Sources said the immediate provocation for the letter was the inability of Prime Minister Manmohan Singh and External Affairs Minister Pranab Mukherjee to meet a Congressional delegation headed by senators Mike Enzi and Johnney Isakson that came to India on April 13. While Mukherjee was indisposed due to an accident that took place on April 8, the Prime Minister also could not meet time.
Sen has also met some other lawmakers who signed in the letters and said that all foreign policy decisions will be taken in New Delhi and they could not be dictated by Washington.
Sources said the letter could also be seen as a pressure tactics of the Jewish lobby. Mukherjee was to attend the American Jewish Committee meeting in Washington, but ultimately it was Minister of State for External Affairs Anand Sharma who attended it.
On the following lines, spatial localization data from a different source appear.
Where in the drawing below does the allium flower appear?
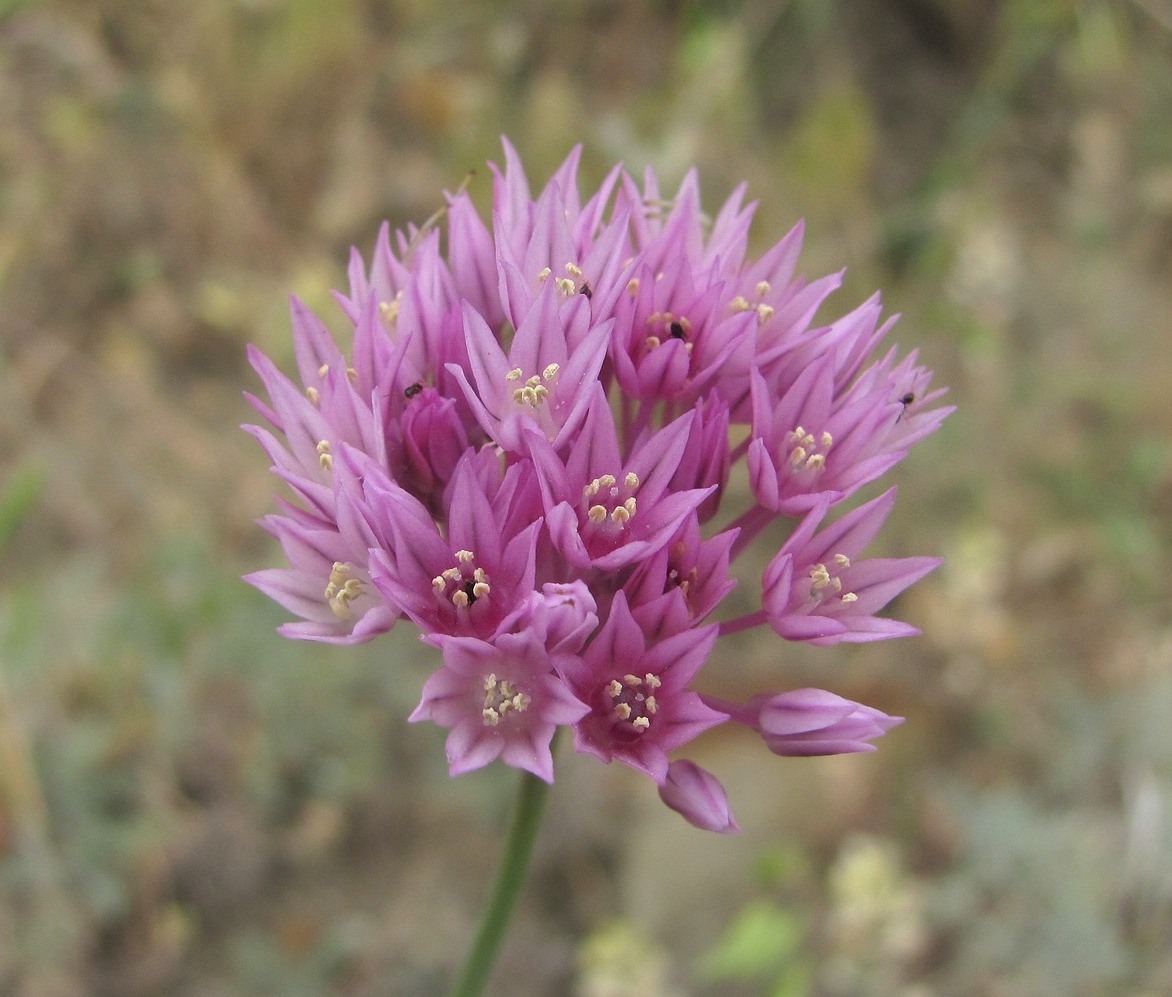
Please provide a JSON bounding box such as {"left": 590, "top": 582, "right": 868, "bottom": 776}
{"left": 713, "top": 688, "right": 904, "bottom": 757}
{"left": 762, "top": 488, "right": 941, "bottom": 645}
{"left": 411, "top": 630, "right": 590, "bottom": 782}
{"left": 246, "top": 138, "right": 950, "bottom": 833}
{"left": 557, "top": 592, "right": 726, "bottom": 783}
{"left": 658, "top": 760, "right": 740, "bottom": 834}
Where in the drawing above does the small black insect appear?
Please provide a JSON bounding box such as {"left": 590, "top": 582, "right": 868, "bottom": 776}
{"left": 404, "top": 382, "right": 423, "bottom": 399}
{"left": 669, "top": 321, "right": 686, "bottom": 340}
{"left": 897, "top": 391, "right": 915, "bottom": 421}
{"left": 462, "top": 580, "right": 479, "bottom": 606}
{"left": 579, "top": 281, "right": 593, "bottom": 299}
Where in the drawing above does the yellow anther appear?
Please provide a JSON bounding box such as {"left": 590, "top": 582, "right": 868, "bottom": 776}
{"left": 756, "top": 280, "right": 771, "bottom": 297}
{"left": 432, "top": 576, "right": 446, "bottom": 592}
{"left": 472, "top": 581, "right": 491, "bottom": 599}
{"left": 473, "top": 567, "right": 488, "bottom": 583}
{"left": 841, "top": 592, "right": 859, "bottom": 603}
{"left": 455, "top": 550, "right": 475, "bottom": 563}
{"left": 611, "top": 505, "right": 630, "bottom": 524}
{"left": 587, "top": 504, "right": 608, "bottom": 523}
{"left": 645, "top": 336, "right": 661, "bottom": 350}
{"left": 645, "top": 696, "right": 658, "bottom": 714}
{"left": 318, "top": 363, "right": 330, "bottom": 378}
{"left": 452, "top": 590, "right": 469, "bottom": 608}
{"left": 632, "top": 716, "right": 650, "bottom": 731}
{"left": 542, "top": 363, "right": 560, "bottom": 381}
{"left": 789, "top": 446, "right": 808, "bottom": 467}
{"left": 821, "top": 431, "right": 834, "bottom": 449}
{"left": 607, "top": 679, "right": 623, "bottom": 697}
{"left": 536, "top": 266, "right": 552, "bottom": 282}
{"left": 324, "top": 562, "right": 363, "bottom": 620}
{"left": 506, "top": 367, "right": 523, "bottom": 382}
{"left": 623, "top": 497, "right": 637, "bottom": 516}
{"left": 730, "top": 295, "right": 751, "bottom": 312}
{"left": 834, "top": 554, "right": 851, "bottom": 569}
{"left": 624, "top": 674, "right": 642, "bottom": 686}
{"left": 598, "top": 474, "right": 616, "bottom": 489}
{"left": 346, "top": 367, "right": 357, "bottom": 382}
{"left": 442, "top": 567, "right": 462, "bottom": 581}
{"left": 564, "top": 262, "right": 583, "bottom": 278}
{"left": 757, "top": 303, "right": 775, "bottom": 324}
{"left": 305, "top": 386, "right": 320, "bottom": 405}
{"left": 615, "top": 703, "right": 632, "bottom": 720}
{"left": 624, "top": 472, "right": 640, "bottom": 489}
{"left": 626, "top": 278, "right": 640, "bottom": 296}
{"left": 556, "top": 277, "right": 576, "bottom": 295}
{"left": 806, "top": 454, "right": 826, "bottom": 471}
{"left": 644, "top": 673, "right": 661, "bottom": 689}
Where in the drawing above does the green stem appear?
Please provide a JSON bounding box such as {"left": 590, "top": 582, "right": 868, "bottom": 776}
{"left": 448, "top": 767, "right": 552, "bottom": 997}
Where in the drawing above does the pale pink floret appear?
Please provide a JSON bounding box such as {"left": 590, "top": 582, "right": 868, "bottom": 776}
{"left": 658, "top": 760, "right": 740, "bottom": 834}
{"left": 411, "top": 631, "right": 590, "bottom": 783}
{"left": 763, "top": 489, "right": 942, "bottom": 645}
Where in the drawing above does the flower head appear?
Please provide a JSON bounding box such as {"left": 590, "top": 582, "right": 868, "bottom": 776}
{"left": 246, "top": 140, "right": 949, "bottom": 831}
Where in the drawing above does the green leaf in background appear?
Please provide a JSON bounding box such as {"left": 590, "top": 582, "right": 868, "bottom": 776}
{"left": 698, "top": 898, "right": 809, "bottom": 996}
{"left": 0, "top": 461, "right": 40, "bottom": 555}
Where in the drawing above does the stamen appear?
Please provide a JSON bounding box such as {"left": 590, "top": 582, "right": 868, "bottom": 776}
{"left": 564, "top": 262, "right": 583, "bottom": 279}
{"left": 318, "top": 363, "right": 330, "bottom": 378}
{"left": 730, "top": 295, "right": 751, "bottom": 312}
{"left": 757, "top": 303, "right": 774, "bottom": 324}
{"left": 588, "top": 504, "right": 608, "bottom": 523}
{"left": 316, "top": 440, "right": 332, "bottom": 471}
{"left": 542, "top": 363, "right": 560, "bottom": 381}
{"left": 841, "top": 592, "right": 859, "bottom": 603}
{"left": 624, "top": 472, "right": 640, "bottom": 489}
{"left": 482, "top": 674, "right": 531, "bottom": 727}
{"left": 626, "top": 278, "right": 640, "bottom": 296}
{"left": 756, "top": 280, "right": 771, "bottom": 297}
{"left": 556, "top": 277, "right": 576, "bottom": 295}
{"left": 536, "top": 266, "right": 552, "bottom": 283}
{"left": 506, "top": 368, "right": 523, "bottom": 382}
{"left": 324, "top": 562, "right": 363, "bottom": 620}
{"left": 455, "top": 550, "right": 475, "bottom": 563}
{"left": 305, "top": 386, "right": 320, "bottom": 405}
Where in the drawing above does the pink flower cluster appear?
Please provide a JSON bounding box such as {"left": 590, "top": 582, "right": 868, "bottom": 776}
{"left": 245, "top": 142, "right": 951, "bottom": 833}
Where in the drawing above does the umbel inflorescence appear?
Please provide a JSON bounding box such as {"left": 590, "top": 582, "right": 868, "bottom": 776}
{"left": 245, "top": 141, "right": 951, "bottom": 833}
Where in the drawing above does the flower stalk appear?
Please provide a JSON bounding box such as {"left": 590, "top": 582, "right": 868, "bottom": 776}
{"left": 449, "top": 766, "right": 552, "bottom": 997}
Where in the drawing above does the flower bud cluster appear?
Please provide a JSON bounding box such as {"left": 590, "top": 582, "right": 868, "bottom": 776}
{"left": 245, "top": 141, "right": 951, "bottom": 831}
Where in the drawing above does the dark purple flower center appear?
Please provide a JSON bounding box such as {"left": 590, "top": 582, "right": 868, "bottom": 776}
{"left": 604, "top": 672, "right": 662, "bottom": 738}
{"left": 431, "top": 550, "right": 491, "bottom": 610}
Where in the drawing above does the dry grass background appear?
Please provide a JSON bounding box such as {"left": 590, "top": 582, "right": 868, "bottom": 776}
{"left": 3, "top": 0, "right": 1172, "bottom": 994}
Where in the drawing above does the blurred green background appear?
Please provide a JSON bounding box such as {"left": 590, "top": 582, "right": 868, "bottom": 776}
{"left": 3, "top": 0, "right": 1172, "bottom": 993}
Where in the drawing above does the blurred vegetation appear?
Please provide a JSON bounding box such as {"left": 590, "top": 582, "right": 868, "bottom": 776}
{"left": 3, "top": 0, "right": 1172, "bottom": 993}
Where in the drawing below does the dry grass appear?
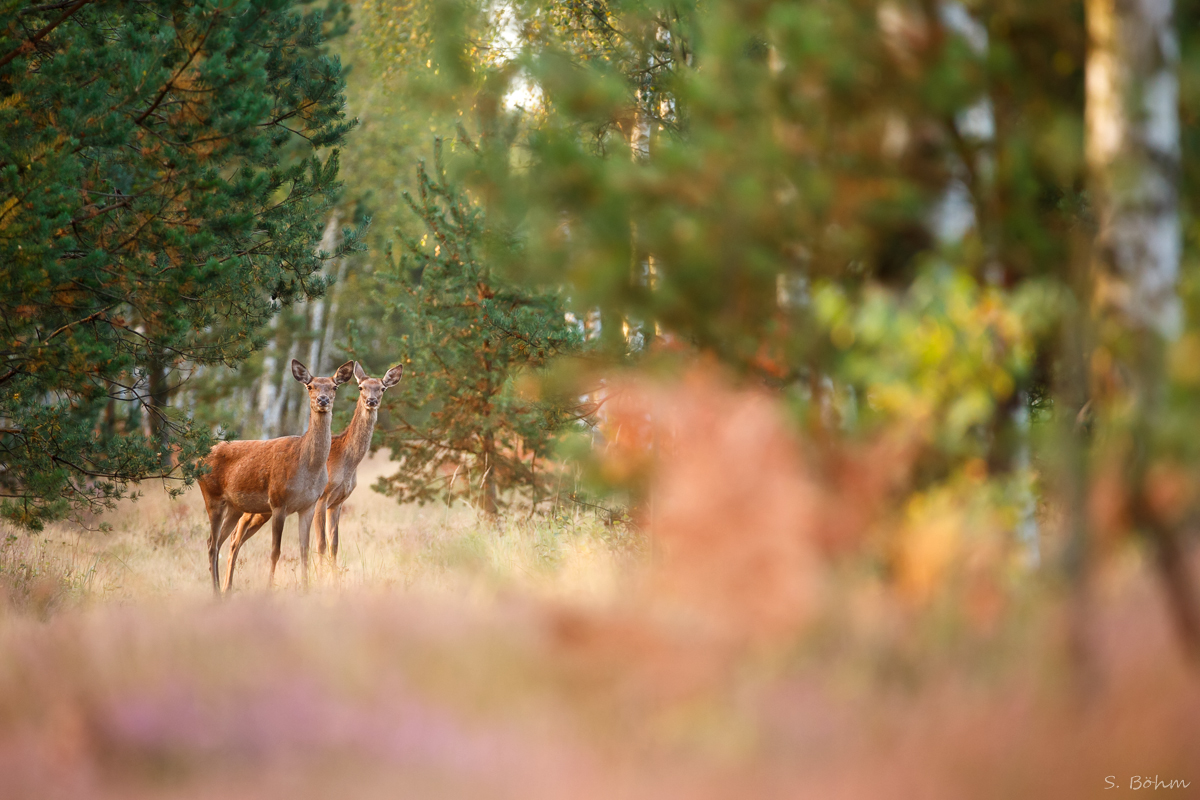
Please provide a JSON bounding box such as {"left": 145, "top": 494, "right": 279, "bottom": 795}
{"left": 0, "top": 452, "right": 627, "bottom": 609}
{"left": 1, "top": 382, "right": 1197, "bottom": 800}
Unlike the April 19 letter from the eight senators, the May 2 letter had urged the PM to “sever” military ties with Iran and “terminate” all cooperation in the energy sector. The letter signed by Chairman of the committee on Foreign Affairs Tom Lantos and six other representatives of the House Foreign Committee said India’s continuing exchange and cooperation with Iran and the case of “illegal procurement of sensitive technology” from US company Cirrus has a “significant potential to negatively affect relations between the US and India in general and consideration by Congress of the 123 agreement in particular”.
The letter has created a ruckus, with the Left parties asking the Government to make a statement in Parliament about negotiations on the 123 agreement and the Iran-Pakistan-India pipeline.